Shoot branching in response to nodal roots is mimicked by application of exogenous cytokinin in Trifolium repens.

In nodally-rooting prostrate herbs the outgrowth of shoot axillary buds is highly influenced by the supply of a branch-promoting signal exported from nodal roots to the shoot. The aim of this study was to establish whether cytokinin could be a candidate for the positive component within this net root stimulus (NRS). The approach taken was based on the notion that should cytokinin be the activating signal, then the effects on bud outgrowth induced by exogenous supply of cytokinin (6-benzylaminopurine (BAP)) to plants should largely mimic the responses observed when experimental manipulations alter intra-plant supply of NRS. In Trifolium repens experimental results consistently indicated that supply of BAP into the stem vasculature induced responses mimicking those induced by manipulation of NRS supply: it induced the outgrowth of a similar number of distal axillary buds, activated buds to a similar extent, had similar properties of transport along stems, induced a similar dose dependent response in distal buds and also had the ability to induce bud outgrowth in P-deficient plants. These findings indicate a requirement for further detailed hormonal analytical work to confirm this result and identify the nature of the cytokinin(s) involved in the NRS signalling pathway.

Shoot branching in nutrient-limited Trifolium repens is primarily restricted by shortage of root-derived promoter signals.

Two experiments were used to test the hypothesis that regulation of axillary bud outgrowth in nutrient-limited Trifolium repens L. (white clover) is primarily via variation in the net supply of root-derived promoter signal rather than via direct nutrient effects or inhibitory influences from apical or basal tissues.
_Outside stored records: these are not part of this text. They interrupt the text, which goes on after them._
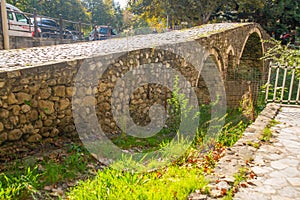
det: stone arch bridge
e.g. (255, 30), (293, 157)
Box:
(0, 23), (269, 156)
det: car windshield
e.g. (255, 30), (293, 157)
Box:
(99, 27), (108, 34)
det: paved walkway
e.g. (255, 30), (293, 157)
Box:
(234, 107), (300, 200)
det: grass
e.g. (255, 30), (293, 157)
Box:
(0, 145), (91, 200)
(68, 166), (208, 200)
(0, 167), (40, 200)
(67, 109), (248, 200)
(259, 119), (280, 142)
(222, 167), (248, 200)
(0, 96), (253, 200)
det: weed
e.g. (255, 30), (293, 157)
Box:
(222, 167), (248, 200)
(259, 127), (272, 142)
(0, 167), (40, 199)
(259, 119), (280, 142)
(68, 166), (208, 200)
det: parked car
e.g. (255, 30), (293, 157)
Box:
(6, 3), (34, 37)
(31, 17), (76, 40)
(31, 17), (59, 38)
(89, 25), (118, 41)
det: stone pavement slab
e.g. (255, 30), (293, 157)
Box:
(233, 106), (300, 200)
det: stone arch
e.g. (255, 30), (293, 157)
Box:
(210, 47), (225, 73)
(234, 28), (264, 108)
(238, 27), (264, 64)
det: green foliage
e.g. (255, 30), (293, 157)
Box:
(259, 119), (279, 142)
(261, 38), (300, 66)
(68, 166), (207, 200)
(41, 149), (87, 184)
(0, 167), (40, 200)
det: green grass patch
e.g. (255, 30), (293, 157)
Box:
(68, 166), (208, 200)
(0, 167), (41, 200)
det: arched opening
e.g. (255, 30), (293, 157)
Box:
(226, 31), (263, 106)
(226, 50), (236, 79)
(196, 54), (223, 104)
(207, 47), (224, 72)
(238, 32), (263, 77)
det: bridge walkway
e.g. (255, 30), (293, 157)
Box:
(234, 106), (300, 200)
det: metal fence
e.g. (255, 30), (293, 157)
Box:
(265, 63), (300, 104)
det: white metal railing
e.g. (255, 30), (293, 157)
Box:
(265, 63), (300, 104)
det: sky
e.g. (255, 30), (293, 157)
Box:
(114, 0), (128, 8)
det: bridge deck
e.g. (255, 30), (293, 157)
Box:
(0, 23), (247, 72)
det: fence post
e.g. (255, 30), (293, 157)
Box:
(78, 19), (82, 40)
(33, 8), (39, 37)
(59, 14), (63, 39)
(1, 0), (9, 50)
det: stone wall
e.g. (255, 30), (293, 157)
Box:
(0, 22), (268, 159)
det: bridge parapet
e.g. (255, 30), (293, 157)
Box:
(0, 23), (270, 158)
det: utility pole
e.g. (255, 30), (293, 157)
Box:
(1, 0), (9, 50)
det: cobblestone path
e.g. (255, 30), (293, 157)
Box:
(233, 106), (300, 200)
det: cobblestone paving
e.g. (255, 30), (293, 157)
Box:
(0, 23), (248, 72)
(234, 107), (300, 200)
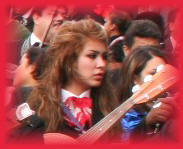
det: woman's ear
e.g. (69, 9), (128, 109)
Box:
(134, 75), (143, 85)
(123, 45), (130, 56)
(32, 13), (40, 24)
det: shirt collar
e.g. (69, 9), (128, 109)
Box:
(30, 33), (41, 45)
(61, 89), (91, 102)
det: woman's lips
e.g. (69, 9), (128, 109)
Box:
(94, 73), (104, 80)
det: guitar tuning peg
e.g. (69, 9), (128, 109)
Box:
(156, 64), (165, 72)
(144, 75), (152, 83)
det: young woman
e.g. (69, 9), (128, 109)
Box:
(121, 46), (175, 141)
(9, 20), (120, 143)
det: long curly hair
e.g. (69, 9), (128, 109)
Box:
(27, 19), (118, 132)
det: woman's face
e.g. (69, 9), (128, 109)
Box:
(13, 54), (33, 86)
(77, 39), (107, 89)
(137, 56), (166, 84)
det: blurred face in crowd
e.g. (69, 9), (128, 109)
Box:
(74, 39), (107, 89)
(13, 54), (34, 86)
(104, 17), (113, 37)
(136, 56), (166, 84)
(131, 36), (160, 50)
(33, 6), (66, 42)
(123, 36), (160, 56)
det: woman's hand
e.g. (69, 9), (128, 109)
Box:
(145, 97), (176, 125)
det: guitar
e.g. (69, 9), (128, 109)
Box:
(43, 64), (178, 144)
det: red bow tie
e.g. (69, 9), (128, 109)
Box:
(65, 96), (92, 126)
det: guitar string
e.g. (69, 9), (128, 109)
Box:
(79, 77), (175, 142)
(78, 98), (133, 143)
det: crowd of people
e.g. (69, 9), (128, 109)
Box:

In the first experiment, foliar nutrient applications to a non-rooted portion of a nutrient-limited stem increased nutrient content, size of organs and rate of growth in the treated region but branch development remained suppressed, indicating that nutrient supply does not directly regulate branching. The second experiment, using decapitation and basal branch excision treatments, showed that excision of basal branches had a major stimulatory effect on bud outgrowth whereas decapitation of the primary stem had only a minor effect. This indicates dominant and minor roles in branching regulation for, respectively, root-derived promoter signal(s) and inhibitory apical influences (apical dominance), and that any possible influence of the inhibitory strigolactone pathway on bud outgrowth is captured within the net root-derived promoter influence. Thus, the proposed hypothesis was supported by our results. These findings may be relevant for all species within the group of prostrate nodally-rooting clonal herbs.